HİZBULLAH VE DİĞER AKTÖRLER
İsrail’in başlatacağı kara operasyonuna Arap devletlerinin herhangi bir askeri cevap vermeyeceğine şimdilik kesin gözüyle bakabiliriz. Hamas’ın istisnalar hariç diğer Arap ülke yönetimlerine yönelik şiddetli eleştirileri ve diğer devletler tarafından tasvip edilmeyen İslamcı karakteri başta Mısır gibi İsrail ile diplomatik ilişkileri bulunan ve resmi diplomatik ilişkiler kurmaya hazırlanan Arap devletlerinin bu krizde Filistin halkı ve mücadelesi lehinde açıklamalar ve itidal çağrısı yapmakla yetinmelerine sebep olmuş durumda. Bu tavırlar ve politikaların İsrail’in Gazze operasyonundan gelecek vahşet görüntüleriyle artan bir eleştiriye sebep olsa da büyük ölçüde değişmeyeceğini düşünmek yerinde olur.
Öte yandan kendisini ‘Direniş Ekseni’ diye tanımlayan güçlerin merkezinde konumlandıran Hizbullah’ın kuzeyden cephe açıp açmayacağı üzerinde önemle durulması gereken bir değişken olma özelliğini koruyor. İsrail’in bugüne kadar kendisine yönelik bütün saldırılarını püskürtmeyi başaran Hizbullah’ın Hamas’tan katbekat daha güçlü silah sistemlerine sahip olduğunu ve askeri organizasyon yapısının İsrail’i korkutacak/ürkütecek düzeyde bulunduğunun altını çizmek gerekir. En son 2006 yılında İsrail’in Güney Lübnan’a yaptığı, çoğu zaman olduğu gibi aşırı orantısız güç kullandığı ve sivil/militan ayrımı yapmadığı operasyonu Hizbullah’ın nasıl püskürttüğü konuyu takip edenlerin hafızalarında hala canlılığını koruyor. O zaman elindeki füzelerle Tel Aviv dahil İsrail yerleşim yerlerini vuran ve daha ileri gidebileceğini gösteren Hizbullah’ın bugün itibariyle çok daha güçlü ve menzili uzun füzelere ve hava savunma sistemlerine sahip olduğunu varsaymak durumundayız. Dolayısıyla Hizbullah’ın kuzeyden cephe açması İsrail açısından işleri oldukça çetrefil hale getirebilir.
İRAN FAKTÖRÜ
Öte yandan İsrail hükümetinin ve özellikle Netanyahu’nun Amerika ve Kolektif Batı’nın desteğini tam olarak yanında bulmuşken İran’ı da içine katarak savaşı genişletmek isteyebileceği ihtimalini göz ardı etmemek gerekir. İran’ın kolay lokma olmayacağını düşünerek bu ihtimalin az olduğunu düşünsek dahi Hizbullah’ın devrede olduğu çatışmaların gidişatına göre ABD ve İsrail’in nasıl hareket edebileceğine hükmetmek pek kolay değil. Her ne kadar bu yazının yazıldığı sırada Hizbullah daha güçlü İran ise daha zayıf bir ihtimal görünmekle birlikte tırmanacak krizin nasıl sonuçlara yol açabileceğini kestirmenin pek de kolay olmayacağı açık.

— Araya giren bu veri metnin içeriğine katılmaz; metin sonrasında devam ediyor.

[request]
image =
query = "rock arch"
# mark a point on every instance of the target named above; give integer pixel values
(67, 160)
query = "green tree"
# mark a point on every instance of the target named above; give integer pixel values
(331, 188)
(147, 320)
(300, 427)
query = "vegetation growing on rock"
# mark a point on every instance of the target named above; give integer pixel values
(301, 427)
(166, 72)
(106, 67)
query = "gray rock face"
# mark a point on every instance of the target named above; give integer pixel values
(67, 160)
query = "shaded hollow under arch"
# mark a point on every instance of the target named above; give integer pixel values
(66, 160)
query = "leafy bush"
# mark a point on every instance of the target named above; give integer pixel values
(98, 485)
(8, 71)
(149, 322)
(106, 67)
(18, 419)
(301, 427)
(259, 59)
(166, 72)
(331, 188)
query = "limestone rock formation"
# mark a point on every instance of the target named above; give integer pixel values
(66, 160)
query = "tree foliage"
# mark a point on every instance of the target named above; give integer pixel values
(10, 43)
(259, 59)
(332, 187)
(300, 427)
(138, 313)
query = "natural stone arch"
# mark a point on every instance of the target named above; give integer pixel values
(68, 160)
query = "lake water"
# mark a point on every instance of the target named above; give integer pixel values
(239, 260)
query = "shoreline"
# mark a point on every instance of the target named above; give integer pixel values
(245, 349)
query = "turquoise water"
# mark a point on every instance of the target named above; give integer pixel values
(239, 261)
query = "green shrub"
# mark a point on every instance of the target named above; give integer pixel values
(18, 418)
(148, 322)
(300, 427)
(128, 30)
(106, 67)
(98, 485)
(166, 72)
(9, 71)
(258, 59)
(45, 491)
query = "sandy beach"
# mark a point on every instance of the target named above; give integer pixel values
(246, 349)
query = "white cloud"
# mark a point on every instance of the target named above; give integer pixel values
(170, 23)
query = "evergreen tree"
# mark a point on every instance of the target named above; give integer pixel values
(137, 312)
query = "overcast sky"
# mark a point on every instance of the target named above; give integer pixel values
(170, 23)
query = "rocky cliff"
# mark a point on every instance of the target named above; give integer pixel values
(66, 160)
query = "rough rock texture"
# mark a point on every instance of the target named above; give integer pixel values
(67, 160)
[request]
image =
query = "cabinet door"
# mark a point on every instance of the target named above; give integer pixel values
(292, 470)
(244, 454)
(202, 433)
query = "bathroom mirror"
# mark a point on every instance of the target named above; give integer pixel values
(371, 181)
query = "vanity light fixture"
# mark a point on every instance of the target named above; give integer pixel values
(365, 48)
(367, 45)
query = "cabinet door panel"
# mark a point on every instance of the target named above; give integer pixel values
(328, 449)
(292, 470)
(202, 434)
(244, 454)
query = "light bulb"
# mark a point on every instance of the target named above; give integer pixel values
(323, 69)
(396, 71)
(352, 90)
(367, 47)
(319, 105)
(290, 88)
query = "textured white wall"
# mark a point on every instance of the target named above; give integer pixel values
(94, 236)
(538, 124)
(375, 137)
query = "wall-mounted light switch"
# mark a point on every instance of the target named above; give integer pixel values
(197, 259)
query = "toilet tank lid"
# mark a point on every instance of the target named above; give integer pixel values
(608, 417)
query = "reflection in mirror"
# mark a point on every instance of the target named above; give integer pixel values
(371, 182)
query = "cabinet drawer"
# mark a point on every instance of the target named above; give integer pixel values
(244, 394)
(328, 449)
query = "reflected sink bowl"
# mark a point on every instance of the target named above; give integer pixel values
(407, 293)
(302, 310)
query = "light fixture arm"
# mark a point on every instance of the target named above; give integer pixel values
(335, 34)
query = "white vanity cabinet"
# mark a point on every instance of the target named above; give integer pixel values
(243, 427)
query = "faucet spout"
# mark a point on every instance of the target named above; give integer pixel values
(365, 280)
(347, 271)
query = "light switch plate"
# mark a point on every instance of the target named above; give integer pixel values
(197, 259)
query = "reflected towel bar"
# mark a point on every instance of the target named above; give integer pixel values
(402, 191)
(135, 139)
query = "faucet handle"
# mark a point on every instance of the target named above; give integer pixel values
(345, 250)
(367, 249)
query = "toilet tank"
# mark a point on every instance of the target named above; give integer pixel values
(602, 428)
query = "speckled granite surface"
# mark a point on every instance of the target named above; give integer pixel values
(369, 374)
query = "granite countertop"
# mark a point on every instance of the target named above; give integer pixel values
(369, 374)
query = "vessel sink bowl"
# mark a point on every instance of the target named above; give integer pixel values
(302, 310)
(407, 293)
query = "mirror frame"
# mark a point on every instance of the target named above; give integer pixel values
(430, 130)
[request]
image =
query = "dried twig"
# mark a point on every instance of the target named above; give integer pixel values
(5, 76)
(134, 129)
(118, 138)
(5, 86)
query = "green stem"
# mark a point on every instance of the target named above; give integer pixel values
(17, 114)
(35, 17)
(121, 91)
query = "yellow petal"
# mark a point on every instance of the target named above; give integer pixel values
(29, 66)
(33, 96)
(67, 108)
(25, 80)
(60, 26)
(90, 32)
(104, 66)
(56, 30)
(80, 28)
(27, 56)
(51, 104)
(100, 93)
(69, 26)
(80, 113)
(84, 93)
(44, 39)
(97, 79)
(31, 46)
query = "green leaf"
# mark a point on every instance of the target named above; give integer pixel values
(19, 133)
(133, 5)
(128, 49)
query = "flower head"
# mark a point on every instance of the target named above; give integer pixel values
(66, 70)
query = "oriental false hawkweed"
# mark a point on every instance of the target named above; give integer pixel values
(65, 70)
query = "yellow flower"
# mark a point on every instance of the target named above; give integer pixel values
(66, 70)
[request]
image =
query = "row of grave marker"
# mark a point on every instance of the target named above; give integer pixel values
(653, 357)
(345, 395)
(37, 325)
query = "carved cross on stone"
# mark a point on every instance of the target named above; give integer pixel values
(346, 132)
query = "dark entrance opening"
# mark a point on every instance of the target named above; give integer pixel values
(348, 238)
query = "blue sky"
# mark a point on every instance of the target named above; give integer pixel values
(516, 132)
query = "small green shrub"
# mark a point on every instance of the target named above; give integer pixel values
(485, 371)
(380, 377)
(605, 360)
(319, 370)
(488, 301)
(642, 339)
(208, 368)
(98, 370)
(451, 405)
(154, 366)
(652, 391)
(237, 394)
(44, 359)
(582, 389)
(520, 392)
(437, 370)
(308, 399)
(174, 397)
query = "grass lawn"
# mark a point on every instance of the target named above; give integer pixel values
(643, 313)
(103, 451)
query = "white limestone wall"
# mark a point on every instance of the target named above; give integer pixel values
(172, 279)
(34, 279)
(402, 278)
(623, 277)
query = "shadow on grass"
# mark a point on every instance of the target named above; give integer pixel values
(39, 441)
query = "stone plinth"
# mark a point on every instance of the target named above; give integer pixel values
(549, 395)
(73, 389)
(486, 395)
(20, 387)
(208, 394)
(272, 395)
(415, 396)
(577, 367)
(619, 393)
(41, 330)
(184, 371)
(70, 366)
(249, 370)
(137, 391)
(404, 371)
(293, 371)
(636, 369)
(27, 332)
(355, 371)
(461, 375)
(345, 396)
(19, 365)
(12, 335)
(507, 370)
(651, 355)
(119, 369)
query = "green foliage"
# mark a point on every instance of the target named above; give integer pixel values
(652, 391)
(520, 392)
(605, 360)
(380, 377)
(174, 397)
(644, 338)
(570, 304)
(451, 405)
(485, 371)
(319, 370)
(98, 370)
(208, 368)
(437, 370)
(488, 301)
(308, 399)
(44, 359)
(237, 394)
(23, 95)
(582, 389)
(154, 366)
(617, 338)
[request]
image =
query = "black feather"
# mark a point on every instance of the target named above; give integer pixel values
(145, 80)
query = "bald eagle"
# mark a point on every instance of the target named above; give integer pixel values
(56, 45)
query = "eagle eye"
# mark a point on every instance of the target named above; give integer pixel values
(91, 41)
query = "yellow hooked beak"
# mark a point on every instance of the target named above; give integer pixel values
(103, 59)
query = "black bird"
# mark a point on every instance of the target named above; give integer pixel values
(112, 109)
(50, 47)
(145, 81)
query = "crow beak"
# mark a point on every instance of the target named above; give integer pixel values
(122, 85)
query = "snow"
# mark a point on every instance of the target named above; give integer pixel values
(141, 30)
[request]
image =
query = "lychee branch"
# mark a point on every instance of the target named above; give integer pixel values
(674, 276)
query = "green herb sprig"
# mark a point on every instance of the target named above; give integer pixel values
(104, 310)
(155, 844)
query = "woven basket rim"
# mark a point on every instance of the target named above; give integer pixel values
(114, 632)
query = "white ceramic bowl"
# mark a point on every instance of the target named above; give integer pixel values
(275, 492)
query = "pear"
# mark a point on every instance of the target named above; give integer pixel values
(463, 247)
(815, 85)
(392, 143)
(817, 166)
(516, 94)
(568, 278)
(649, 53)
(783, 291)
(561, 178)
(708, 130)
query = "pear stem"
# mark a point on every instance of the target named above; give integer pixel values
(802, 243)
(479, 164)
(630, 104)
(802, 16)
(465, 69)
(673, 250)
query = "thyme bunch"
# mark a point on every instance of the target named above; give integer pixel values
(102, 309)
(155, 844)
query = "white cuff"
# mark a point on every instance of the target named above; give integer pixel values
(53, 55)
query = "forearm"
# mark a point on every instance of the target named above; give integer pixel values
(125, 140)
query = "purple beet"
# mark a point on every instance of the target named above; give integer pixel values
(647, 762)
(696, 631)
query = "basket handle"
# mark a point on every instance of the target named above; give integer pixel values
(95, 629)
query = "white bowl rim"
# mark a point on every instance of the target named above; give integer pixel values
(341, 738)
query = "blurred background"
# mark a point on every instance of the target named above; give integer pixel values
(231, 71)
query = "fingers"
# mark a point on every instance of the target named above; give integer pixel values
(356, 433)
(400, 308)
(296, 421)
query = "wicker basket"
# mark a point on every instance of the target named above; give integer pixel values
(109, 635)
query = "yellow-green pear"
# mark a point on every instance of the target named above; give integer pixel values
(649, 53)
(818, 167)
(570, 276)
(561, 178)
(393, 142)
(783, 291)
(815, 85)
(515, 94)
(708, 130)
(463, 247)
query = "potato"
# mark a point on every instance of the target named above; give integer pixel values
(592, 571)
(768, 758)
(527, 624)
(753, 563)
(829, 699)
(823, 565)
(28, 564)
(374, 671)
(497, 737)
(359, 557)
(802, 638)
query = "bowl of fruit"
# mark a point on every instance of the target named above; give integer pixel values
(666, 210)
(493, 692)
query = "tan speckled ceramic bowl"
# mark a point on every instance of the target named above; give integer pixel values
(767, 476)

TÜRKİYE NE YAPMALI VE NASIL YAPMALI?
Krizin başından itibaren dengeli ve dikkatli bir tavır sergileyen Türkiye’nin bu çizgide kalması ulusal çıkarlar açısından elzem görünüyor. Yakın zamana kadar adeta düşmanca ilişkiler içinde bulunduğumuz ve bir anda Yunanistan’a kaptırdığımız Mısır ve İsrail ile normalleşme sürecimizin bu krizden zarar görmemesi fevkalade önemli. Yapılan açıklamalardaki İsrail eleştirilerinin dozunun belirli bir oranda tutulması ve içeriğinin İsrail’in Orta Doğu’da yaşama hakkını sorgulayan unsurlarla doldurulmaması olağanüstü bir öneme sahip. Özellikle Cumhurbaşkanı Erdoğan ile İsrail Cumhurbaşkanı Herzog arasındaki yapıcı diyaloğun sürdürülmesine özen göstermek gerekli. Yunanistan’ın pusuya yatarak tam kadro İsrail yanında yer alması, Cumhurbaşkanı Erdoğan’ın büyük bir gayretle normalleştirdiğimiz İsrail ilişkilerini tekrardan ve toptan kopararak büyükelçimizi geri çağıracağımız ve Ankara’daki İsrail büyükelçisini de geri göndereceğimiz varsayımına dayanıyor. Yunanistan böylece tekrardan İsrail’e yanaşarak Türkiye’ye karşı ortak tavır oluşturmayı ve Doğu Akdeniz petrol ve doğal gaz sorunlarında Ankara’ya karşı Tel Aviv ile işbirliği yapmayı amaçlıyor. Buna izin vermemek ve hem Mısır hem de İsrail ile olan ilişkilerimizin bu krizden yara almadan çıkmasını sağlamak şart.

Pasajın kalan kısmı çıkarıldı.